Ketua DPRD Fakfak, Amir Rumbouw, menatap para honorer yang duduk di hadapannya. Ia menarik napas sebelum akhirnya berbicara.
“Kami memahami perjuangan kalian. Kami memang belum menerima informasi resmi dari pemerintah daerah terkait regulasi ini. Tapi kami berjanji, kami akan membawa suara kalian ke Jakarta. Kami tidak akan tinggal diam.”
Di sudut ruangan, Wakil Ketua DPRD, Domianus Tuturop, menambahkan bahwa DPRD akan segera bersurat ke pemerintah daerah untuk menanyakan kemungkinan penerbitan Peraturan Bupati (Perbup) sebagai solusi awal.
“Jika Perbup dapat menjadi dasar hukum, kami akan merekomendasikan agar segera diterbitkan,” katanya, memberi secercah harapan.
Namun, harapan yang telah berkali-kali muncul juga telah berkali-kali pupus. Apakah janji hari ini akan bernasib sama?

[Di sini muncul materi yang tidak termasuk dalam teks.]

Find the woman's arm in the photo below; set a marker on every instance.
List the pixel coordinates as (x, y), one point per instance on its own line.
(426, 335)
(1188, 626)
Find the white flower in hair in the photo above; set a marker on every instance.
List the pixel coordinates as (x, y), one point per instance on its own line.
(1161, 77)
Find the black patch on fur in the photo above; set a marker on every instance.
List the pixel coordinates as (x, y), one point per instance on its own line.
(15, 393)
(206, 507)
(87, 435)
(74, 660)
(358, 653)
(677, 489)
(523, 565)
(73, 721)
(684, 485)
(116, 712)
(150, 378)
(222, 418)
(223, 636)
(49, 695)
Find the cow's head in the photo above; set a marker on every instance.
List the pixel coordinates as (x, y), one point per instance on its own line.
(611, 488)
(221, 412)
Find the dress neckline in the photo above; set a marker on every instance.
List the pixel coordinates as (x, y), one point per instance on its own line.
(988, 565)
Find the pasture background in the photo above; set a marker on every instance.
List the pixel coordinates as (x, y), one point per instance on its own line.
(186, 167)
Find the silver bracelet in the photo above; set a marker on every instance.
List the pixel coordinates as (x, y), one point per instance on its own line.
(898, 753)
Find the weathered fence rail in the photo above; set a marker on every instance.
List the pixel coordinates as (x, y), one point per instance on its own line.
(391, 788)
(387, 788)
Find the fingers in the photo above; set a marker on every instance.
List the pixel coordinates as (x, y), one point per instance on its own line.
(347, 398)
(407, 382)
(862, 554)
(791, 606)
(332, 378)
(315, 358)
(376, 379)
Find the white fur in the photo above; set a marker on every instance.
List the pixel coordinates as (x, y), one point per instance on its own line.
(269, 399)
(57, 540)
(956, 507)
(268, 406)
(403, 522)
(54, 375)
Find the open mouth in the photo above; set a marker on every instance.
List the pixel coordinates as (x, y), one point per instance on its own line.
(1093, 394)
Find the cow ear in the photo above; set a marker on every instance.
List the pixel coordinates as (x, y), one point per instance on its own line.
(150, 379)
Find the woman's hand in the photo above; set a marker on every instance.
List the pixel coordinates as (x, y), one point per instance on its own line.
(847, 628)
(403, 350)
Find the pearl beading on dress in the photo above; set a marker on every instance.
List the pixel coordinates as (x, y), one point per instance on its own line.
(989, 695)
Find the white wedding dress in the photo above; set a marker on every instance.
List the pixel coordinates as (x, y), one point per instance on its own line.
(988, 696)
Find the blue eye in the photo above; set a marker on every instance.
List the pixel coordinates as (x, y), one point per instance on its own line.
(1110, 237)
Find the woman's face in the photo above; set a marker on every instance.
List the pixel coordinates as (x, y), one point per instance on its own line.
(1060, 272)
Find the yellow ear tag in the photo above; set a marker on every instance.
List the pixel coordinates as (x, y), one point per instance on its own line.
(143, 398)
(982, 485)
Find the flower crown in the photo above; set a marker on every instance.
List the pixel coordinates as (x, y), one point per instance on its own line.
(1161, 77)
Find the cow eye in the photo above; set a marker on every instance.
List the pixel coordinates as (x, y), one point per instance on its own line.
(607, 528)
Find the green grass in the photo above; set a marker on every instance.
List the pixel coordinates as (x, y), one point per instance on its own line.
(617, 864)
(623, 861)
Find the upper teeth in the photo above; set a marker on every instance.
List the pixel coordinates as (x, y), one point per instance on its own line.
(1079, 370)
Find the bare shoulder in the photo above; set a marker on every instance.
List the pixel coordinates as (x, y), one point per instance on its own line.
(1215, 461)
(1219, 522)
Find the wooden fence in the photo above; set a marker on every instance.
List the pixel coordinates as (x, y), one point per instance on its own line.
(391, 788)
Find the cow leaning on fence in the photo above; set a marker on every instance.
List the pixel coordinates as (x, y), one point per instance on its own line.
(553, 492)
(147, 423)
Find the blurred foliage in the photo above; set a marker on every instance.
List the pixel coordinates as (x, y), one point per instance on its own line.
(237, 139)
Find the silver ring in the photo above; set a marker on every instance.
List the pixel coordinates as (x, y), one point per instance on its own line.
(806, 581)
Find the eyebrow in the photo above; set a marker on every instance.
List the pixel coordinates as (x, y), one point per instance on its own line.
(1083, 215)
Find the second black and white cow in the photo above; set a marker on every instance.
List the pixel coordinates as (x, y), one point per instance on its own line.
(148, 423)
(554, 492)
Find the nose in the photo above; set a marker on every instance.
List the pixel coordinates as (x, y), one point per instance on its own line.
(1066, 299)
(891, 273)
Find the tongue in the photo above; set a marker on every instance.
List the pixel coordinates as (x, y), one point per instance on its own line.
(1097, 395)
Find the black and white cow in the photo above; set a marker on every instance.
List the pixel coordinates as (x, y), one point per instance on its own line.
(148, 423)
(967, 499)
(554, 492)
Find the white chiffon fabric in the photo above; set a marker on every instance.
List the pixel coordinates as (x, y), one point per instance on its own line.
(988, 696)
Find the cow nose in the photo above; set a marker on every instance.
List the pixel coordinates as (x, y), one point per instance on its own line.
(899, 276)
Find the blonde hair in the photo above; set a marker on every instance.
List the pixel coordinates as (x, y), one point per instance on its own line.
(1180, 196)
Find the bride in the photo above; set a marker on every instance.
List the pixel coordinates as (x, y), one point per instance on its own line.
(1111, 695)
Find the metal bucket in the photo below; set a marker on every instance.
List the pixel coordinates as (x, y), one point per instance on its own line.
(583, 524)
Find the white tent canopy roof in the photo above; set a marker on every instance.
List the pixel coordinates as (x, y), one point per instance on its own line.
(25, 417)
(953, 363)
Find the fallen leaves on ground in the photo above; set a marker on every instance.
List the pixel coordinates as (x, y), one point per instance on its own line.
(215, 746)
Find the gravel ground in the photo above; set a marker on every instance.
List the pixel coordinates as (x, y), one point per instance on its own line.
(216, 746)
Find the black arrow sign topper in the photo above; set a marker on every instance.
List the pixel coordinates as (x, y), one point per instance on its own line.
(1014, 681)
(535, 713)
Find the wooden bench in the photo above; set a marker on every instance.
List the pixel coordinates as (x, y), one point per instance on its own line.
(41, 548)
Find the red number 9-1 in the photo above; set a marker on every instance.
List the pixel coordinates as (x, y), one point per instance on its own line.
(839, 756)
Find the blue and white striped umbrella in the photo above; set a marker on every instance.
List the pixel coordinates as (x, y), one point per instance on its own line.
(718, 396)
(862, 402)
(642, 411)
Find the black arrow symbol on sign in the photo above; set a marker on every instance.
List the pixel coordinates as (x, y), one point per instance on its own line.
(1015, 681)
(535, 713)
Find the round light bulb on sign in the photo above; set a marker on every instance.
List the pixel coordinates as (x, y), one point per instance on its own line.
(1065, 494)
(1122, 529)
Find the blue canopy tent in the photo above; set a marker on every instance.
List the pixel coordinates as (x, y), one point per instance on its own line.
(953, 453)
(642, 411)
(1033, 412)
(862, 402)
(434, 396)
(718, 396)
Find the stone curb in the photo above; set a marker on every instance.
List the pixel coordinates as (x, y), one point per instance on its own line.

Harapan yang Menggantung di Langit Fakfak
Ketika pertemuan usai, para honorer meninggalkan gedung dengan langkah yang sama seperti saat mereka datang—berat, tetapi tak kehilangan asa.
Di luar, matahari sudah lebih tinggi, tetapi bayang-bayang ketidakpastian masih melingkupi hati mereka.
Ronald Markus S. Rumbiak menatap langit biru Fakfak, seakan mencari jawaban di sana.
“Kami tidak akan berhenti. Kami akan terus mengawal janji ini. Karena bagi kami, ini bukan sekadar status, ini adalah harga diri.”
Di ujung cerita ini, pertanyaan tetap bergema: Akankah janji yang diucapkan hari ini benar-benar ditepati, ataukah akan kembali menguap, menjadi sekadar angin lalu yang hilang bersama waktu?